Looking more closely, I saw that there was song called “Genetic Engineering” and could hardly believe a band would write a song about such an exotic topic, but the group had already proven their science-geek credentials by this time, so I should have not been that surprised. Looking more closely,, the labels revealed that all of the songs had been written with a person called “J. Floyd?” Wha…?? Clearly, there were some big changes under the hood for this one, but I could not have known the full extent of them at the time.

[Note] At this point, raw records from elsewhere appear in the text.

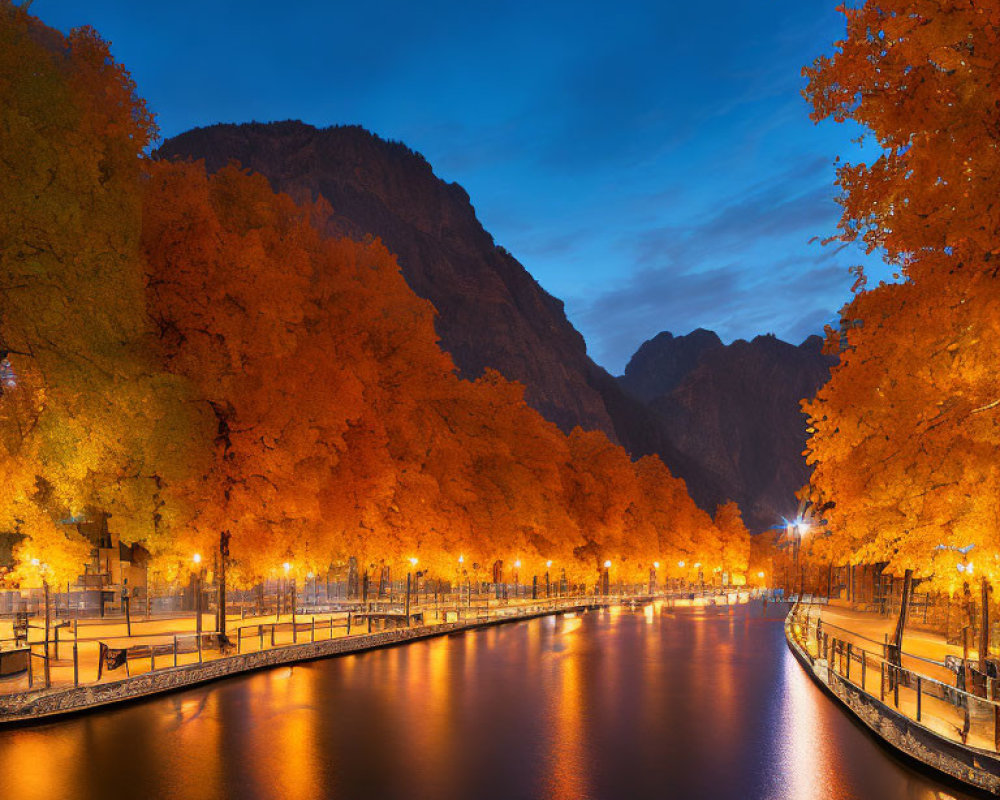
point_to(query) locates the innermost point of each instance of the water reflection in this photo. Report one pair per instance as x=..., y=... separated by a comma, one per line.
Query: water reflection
x=652, y=703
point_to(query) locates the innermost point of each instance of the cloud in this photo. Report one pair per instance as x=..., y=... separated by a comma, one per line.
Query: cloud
x=747, y=268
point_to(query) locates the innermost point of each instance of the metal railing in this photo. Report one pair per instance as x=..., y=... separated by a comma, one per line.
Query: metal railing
x=60, y=663
x=950, y=711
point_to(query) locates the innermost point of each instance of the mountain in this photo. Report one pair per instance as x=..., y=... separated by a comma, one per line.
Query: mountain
x=663, y=362
x=672, y=401
x=734, y=411
x=491, y=312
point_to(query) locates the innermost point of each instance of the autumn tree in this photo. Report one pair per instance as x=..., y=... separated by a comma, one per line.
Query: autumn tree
x=88, y=419
x=905, y=434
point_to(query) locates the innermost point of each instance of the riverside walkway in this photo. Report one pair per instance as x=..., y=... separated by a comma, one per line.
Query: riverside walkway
x=166, y=653
x=914, y=705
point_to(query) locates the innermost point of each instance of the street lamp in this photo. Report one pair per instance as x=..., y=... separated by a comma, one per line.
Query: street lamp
x=196, y=558
x=409, y=586
x=43, y=570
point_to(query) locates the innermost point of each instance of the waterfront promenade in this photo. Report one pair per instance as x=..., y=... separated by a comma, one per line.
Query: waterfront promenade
x=915, y=704
x=166, y=653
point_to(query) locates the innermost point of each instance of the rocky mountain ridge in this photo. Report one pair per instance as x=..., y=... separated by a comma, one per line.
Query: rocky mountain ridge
x=492, y=313
x=734, y=410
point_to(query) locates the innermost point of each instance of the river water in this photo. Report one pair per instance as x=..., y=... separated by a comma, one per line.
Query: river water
x=654, y=703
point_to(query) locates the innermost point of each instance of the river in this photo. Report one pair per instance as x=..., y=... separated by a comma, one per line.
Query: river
x=654, y=703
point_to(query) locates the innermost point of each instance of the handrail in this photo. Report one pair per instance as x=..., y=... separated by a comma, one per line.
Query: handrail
x=897, y=668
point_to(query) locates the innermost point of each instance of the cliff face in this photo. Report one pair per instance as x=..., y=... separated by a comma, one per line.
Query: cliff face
x=734, y=411
x=725, y=419
x=491, y=312
x=662, y=362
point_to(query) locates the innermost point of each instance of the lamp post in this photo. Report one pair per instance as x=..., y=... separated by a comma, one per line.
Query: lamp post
x=196, y=558
x=287, y=567
x=43, y=570
x=409, y=586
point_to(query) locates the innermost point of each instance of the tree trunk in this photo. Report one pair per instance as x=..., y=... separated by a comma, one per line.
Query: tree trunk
x=904, y=607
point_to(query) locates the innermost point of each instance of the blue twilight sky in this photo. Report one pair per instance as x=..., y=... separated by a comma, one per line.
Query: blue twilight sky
x=651, y=163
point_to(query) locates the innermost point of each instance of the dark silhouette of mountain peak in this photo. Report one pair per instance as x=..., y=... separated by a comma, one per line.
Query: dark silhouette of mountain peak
x=734, y=410
x=662, y=362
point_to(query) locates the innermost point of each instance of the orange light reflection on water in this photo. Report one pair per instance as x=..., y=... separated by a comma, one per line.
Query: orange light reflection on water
x=566, y=772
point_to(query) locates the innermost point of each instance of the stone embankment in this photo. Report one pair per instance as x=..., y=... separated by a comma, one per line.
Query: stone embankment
x=44, y=704
x=916, y=742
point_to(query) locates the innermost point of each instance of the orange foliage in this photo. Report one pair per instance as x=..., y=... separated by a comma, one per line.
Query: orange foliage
x=272, y=384
x=905, y=434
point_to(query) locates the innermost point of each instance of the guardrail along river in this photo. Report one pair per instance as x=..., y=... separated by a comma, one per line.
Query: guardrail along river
x=659, y=702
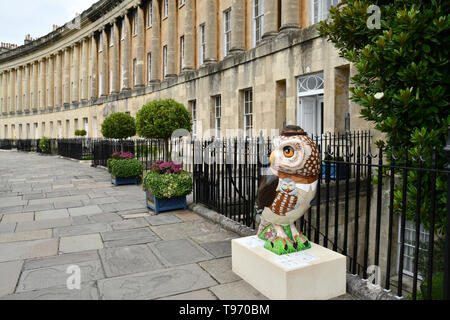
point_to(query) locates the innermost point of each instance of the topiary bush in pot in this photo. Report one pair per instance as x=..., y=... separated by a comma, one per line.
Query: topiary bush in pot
x=167, y=186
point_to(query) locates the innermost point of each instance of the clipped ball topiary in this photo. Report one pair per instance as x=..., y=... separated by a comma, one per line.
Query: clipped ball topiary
x=119, y=125
x=158, y=119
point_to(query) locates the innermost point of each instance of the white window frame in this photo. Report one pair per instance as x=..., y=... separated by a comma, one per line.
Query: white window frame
x=100, y=44
x=217, y=116
x=182, y=52
x=318, y=9
x=150, y=14
x=202, y=45
x=166, y=9
x=248, y=112
x=226, y=32
x=258, y=17
x=165, y=61
x=149, y=66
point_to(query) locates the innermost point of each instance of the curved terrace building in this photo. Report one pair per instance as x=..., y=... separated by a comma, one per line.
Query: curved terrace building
x=235, y=64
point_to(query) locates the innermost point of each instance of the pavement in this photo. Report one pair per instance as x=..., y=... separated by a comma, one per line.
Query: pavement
x=60, y=219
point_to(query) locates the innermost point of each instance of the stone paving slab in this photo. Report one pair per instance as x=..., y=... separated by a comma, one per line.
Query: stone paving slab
x=219, y=249
x=179, y=252
x=54, y=276
x=130, y=224
x=81, y=229
x=80, y=243
x=67, y=258
x=120, y=261
x=7, y=227
x=42, y=224
x=26, y=235
x=9, y=274
x=238, y=290
x=18, y=217
x=155, y=284
x=28, y=249
x=88, y=291
x=51, y=214
x=161, y=219
x=220, y=270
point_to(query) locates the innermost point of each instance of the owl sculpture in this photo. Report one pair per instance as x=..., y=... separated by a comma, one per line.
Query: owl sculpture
x=286, y=193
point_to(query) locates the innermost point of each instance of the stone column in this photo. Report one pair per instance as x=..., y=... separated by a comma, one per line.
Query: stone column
x=76, y=73
x=26, y=89
x=238, y=26
x=51, y=83
x=270, y=19
x=35, y=101
x=104, y=63
x=19, y=106
x=12, y=105
x=93, y=83
x=126, y=52
x=115, y=59
x=211, y=32
x=156, y=41
x=84, y=68
x=140, y=50
x=290, y=19
x=66, y=85
x=41, y=90
x=58, y=73
x=172, y=39
x=189, y=36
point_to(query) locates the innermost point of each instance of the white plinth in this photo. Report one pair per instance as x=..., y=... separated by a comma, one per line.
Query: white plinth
x=313, y=274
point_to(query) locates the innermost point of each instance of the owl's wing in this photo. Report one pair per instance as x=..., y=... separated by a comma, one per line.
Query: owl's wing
x=267, y=191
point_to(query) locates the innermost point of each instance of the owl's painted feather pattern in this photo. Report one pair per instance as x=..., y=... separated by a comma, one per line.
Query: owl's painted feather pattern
x=283, y=203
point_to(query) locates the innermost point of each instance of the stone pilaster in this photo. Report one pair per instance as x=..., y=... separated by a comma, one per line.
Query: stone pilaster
x=76, y=73
x=58, y=79
x=104, y=63
x=238, y=26
x=270, y=19
x=211, y=32
x=115, y=58
x=19, y=106
x=156, y=41
x=34, y=100
x=26, y=88
x=84, y=68
x=51, y=83
x=140, y=49
x=126, y=52
x=66, y=84
x=290, y=19
x=94, y=64
x=189, y=36
x=172, y=39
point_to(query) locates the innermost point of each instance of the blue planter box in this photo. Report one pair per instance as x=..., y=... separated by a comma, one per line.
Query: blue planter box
x=118, y=181
x=342, y=174
x=164, y=204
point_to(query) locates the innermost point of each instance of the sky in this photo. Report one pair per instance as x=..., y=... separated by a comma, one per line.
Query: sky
x=36, y=17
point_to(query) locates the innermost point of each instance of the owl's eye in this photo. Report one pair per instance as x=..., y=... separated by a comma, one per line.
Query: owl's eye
x=288, y=152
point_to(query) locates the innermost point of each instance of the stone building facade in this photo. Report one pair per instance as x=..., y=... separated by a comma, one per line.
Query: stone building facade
x=235, y=64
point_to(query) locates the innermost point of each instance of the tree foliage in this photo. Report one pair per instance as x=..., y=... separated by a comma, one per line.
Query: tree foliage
x=402, y=84
x=119, y=125
x=158, y=119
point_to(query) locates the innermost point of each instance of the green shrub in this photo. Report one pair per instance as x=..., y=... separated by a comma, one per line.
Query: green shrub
x=80, y=133
x=44, y=145
x=168, y=185
x=119, y=125
x=126, y=168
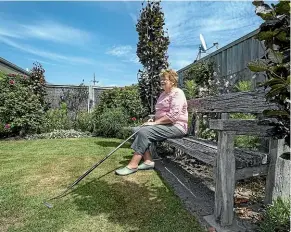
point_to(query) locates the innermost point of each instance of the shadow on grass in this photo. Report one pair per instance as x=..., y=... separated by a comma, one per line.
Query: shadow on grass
x=106, y=143
x=134, y=206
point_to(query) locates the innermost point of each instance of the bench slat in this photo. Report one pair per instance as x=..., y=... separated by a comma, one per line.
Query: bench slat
x=240, y=102
x=206, y=151
x=240, y=126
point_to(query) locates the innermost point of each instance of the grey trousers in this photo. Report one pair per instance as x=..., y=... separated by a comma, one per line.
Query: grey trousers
x=154, y=133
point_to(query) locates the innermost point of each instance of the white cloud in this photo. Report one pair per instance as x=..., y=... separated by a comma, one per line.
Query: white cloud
x=47, y=30
x=120, y=51
x=126, y=53
x=45, y=54
x=56, y=32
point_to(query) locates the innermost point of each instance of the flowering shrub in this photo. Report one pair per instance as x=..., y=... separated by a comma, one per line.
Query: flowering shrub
x=59, y=134
x=20, y=109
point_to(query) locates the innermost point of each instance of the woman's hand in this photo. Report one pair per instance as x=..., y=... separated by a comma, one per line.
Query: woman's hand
x=149, y=123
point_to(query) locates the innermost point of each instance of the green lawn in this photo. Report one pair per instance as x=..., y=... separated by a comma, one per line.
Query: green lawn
x=31, y=171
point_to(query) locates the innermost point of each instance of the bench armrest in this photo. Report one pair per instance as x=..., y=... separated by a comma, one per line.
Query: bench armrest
x=239, y=126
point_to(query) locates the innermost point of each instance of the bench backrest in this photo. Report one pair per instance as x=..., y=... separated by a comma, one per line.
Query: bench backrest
x=240, y=102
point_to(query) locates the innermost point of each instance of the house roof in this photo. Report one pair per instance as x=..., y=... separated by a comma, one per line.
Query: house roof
x=13, y=66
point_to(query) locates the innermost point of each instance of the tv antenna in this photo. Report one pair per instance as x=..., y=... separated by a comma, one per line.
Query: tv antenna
x=94, y=80
x=203, y=48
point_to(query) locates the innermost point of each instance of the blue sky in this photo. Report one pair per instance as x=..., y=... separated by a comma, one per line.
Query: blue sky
x=72, y=40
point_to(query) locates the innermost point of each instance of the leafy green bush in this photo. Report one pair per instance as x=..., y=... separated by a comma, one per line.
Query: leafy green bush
x=84, y=121
x=57, y=119
x=110, y=122
x=126, y=97
x=190, y=89
x=59, y=134
x=21, y=111
x=275, y=33
x=276, y=217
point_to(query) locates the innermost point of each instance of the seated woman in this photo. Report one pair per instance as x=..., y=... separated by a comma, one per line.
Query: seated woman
x=171, y=121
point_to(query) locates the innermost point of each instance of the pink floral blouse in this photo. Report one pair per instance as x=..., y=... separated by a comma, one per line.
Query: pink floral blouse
x=174, y=106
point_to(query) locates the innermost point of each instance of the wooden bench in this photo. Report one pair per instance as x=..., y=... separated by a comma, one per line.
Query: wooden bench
x=230, y=163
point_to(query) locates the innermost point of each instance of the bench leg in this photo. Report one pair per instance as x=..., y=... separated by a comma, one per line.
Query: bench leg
x=225, y=179
x=275, y=150
x=153, y=151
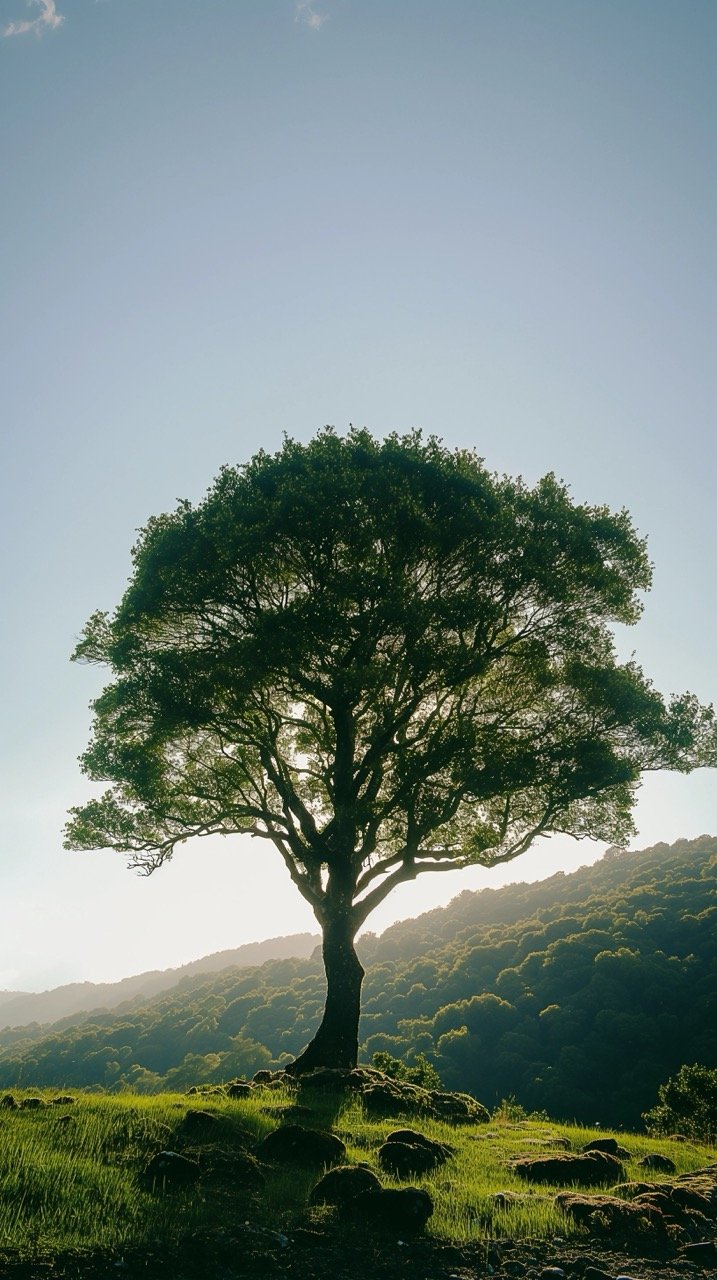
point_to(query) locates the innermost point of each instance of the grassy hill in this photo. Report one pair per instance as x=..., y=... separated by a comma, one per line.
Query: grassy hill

OMD had been told by an ecstatic Virgin Records, “make ‘Architecture + Morality 2’ and you’ll be the next Pink Floyd!” Their Dindisc sub-label had folded in 1982 and they had been absorbed into the parent label, Virgin Records. Needless to say, this was probably exactly what Virgin Records should not have told their young, headstrong charges. Having pursued their muse with no regard to commercial concern to see their popularity peaking at geometric levels of growth, they resolved to take a least likely path from the summit of their success. And they resolved to get “political” which in 1983 was quickly becoming a lost motive in the nascent post-New Pop environment of the time.
Take another look at that Smash Hits cover with our heroes on it from March of 1983. OMD were the cover stars, but look at the upper left hand corner. Wham! were bursting forth from their cocoon and ready to infect pre-teen brains like nothing seen since the pre-punk era. And they had the OMDs of the world, artistic Post-Punk pioneers who had managed to sell a surprising amount of vinyl, in their sights.